One of the blessings of being on pilgrimage with your teacher is hearing these dharma legends at the holy sites where they occurred, practicing and making offerings in the footsteps of these revered lineage figures.

Said to be the footprint of Guru Rinpoche, upper caves, Tso Pema
There have been times I traveled the Buddhist circuit without a teacher and felt a bit lost—wondering, now that I am at this sacred site, what do I do besides take pictures? In this magical play, the teacher is always the director.
We took the path up to the cave above Tso Pema associated with Guru Rinpoche and Mandarava. There we practiced a Guru Rinpoche sadhana, Kunchok Chidu, and had a small tsok (feast offering). Ponlop Rinpoche then gave a brief talk. He said we gather here to practice as Guru Rinpoche and Mandarava did and realize the nature of mind, which is bliss and emptiness — Mahasukha, or Great Bliss, through the Vajrayana path of Dzogchen and Mahamudra. We sat in silence, each making our own aspirations.

The last time I visited Tso Pema was after seven weeks of abhishekas (empowerments) covering the entire Drubthab Kuntu, given by Dzongsar Jamyang Khyentse Rinpoche at the Chökyi Lodrö Institute. The empowerments, reading transmissions, and teachings were completed over forty-nine days. Again, after receiving so many blessings, my mind felt calm and open to this sacred space. This time, I was traveling with two dharma friends from the program.
We covered some of the same ground, including the cave above Tso Pema. Standing there, we looked out at the landscape, the lake below, and a giant Padmasambhava towering above from the mountainside.

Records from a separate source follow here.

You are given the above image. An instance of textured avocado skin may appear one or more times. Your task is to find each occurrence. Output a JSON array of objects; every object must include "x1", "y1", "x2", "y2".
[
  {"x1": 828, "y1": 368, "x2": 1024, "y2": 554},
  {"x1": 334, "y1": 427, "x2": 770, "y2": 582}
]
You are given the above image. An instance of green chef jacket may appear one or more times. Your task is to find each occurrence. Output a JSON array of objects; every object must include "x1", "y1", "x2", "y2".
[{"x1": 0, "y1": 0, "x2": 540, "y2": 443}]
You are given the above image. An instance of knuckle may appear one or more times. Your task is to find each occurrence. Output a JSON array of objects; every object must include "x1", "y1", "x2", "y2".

That statue is extraordinary. Built by master artisans from Bhutan and Nepal, it stands 123 feet tall and is said to be filled with sacred relics of Guru Rinpoche. Standing there, you get a panoramic view of the entire valley. Before the entrance, one wall is painted with a large mural of a warrior figure elaborately dressed in ornate silk robes, mounted on a white steed, riding through storm clouds with a consort beside him and a yak grazing below. I took him for Gesar of Ling, which seemed natural enough given where we were — Gesar is considered an emanation of Guru Rinpoche himself. It was only later that a fellow practitioner set me straight: Gesar’s horse Kyang Go Karkar is chestnut, not white, and the Tibetan script identified the figure as a draktsen, a mountain spirit and protective deity.

Before leaving Tso Pema, we stopped at the stupa dedicated to Chögyam Trungpa Rinpoche, my first teacher. We circumambulated the stupa and made a few aspirations before returning to our hotel. Tso Pema is a place I hope to visit again in this life. The next morning, we continued our pilgrimage to the sacred sites in the footsteps of Buddha.